La vista frescos los incendios bebe,
y, volcán, por la venas los dilata ;
con miedo atento a la blancura trata
el pecho amante, que la siente aleve.
Si de tus ojos el ardor tirano
le pasas por tu mano por templarle,
es gran piedad del corazón humano ;
mas no de ti, que pude, al ocultarle,
pues es de nieve, derretir tu mano,
si ya tu mano no pretende belarle.
À Aminta, qui s’est couvert les yeux de la main
M’ôte le feu, neige me fait faveur
la main sous qui tes yeux ont disparu ;
n’est pas moins dure avec qui elle tue,
ni moins de flammes anime sa blancheur.
Le regard boit d’incendies la fraicheur,
et volcan aux veines les distribue ;
le cœur amant d’une peur prévenue,
craint tout ce blanc, car il le sent trompeur.

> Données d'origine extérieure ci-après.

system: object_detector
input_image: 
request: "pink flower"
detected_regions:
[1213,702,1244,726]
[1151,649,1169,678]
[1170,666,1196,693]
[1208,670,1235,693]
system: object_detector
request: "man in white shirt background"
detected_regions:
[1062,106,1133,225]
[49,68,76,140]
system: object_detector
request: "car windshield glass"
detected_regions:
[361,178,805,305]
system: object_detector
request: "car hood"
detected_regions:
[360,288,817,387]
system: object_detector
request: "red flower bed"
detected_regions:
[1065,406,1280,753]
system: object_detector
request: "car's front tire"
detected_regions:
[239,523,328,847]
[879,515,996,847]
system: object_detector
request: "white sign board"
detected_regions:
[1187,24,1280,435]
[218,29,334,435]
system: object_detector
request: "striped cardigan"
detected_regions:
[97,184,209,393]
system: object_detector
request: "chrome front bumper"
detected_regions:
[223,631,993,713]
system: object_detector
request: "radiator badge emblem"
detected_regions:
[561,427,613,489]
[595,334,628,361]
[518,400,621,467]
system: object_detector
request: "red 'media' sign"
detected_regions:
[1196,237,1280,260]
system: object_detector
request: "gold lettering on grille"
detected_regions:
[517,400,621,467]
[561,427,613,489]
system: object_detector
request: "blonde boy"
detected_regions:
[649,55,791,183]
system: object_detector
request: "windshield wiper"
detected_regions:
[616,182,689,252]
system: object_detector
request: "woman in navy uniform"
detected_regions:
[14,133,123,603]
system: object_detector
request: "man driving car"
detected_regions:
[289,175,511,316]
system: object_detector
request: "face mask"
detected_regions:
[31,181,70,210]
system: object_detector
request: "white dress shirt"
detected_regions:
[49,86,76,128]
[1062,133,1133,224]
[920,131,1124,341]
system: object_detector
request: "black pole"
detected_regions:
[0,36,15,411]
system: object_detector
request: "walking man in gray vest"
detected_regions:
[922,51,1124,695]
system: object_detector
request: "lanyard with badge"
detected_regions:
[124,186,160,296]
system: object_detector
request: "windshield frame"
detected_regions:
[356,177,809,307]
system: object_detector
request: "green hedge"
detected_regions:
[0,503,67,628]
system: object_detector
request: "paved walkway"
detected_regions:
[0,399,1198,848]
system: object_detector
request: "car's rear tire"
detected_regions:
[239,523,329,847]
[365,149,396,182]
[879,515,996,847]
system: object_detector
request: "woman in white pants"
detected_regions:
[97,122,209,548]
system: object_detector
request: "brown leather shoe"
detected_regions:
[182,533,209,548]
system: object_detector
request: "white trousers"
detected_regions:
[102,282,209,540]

Si de tes yeux le brasier souverain,
tu le passes en ta main pour l’apaiser,
c’est là grande pitié du cœur humain ;
mais pas de toi, car il peut, éclipsé,
puisqu’elle est neige, liquéfier ta main,
si cette main ne veut pas le glacer.
Francisco de Quevedo, Les Furies et les Peines, 102 sonnets, Choix, présentation et traduction de Jacques Ancet, édition bilingue, Poésie/ Gallimard, 2010, p. 134-135.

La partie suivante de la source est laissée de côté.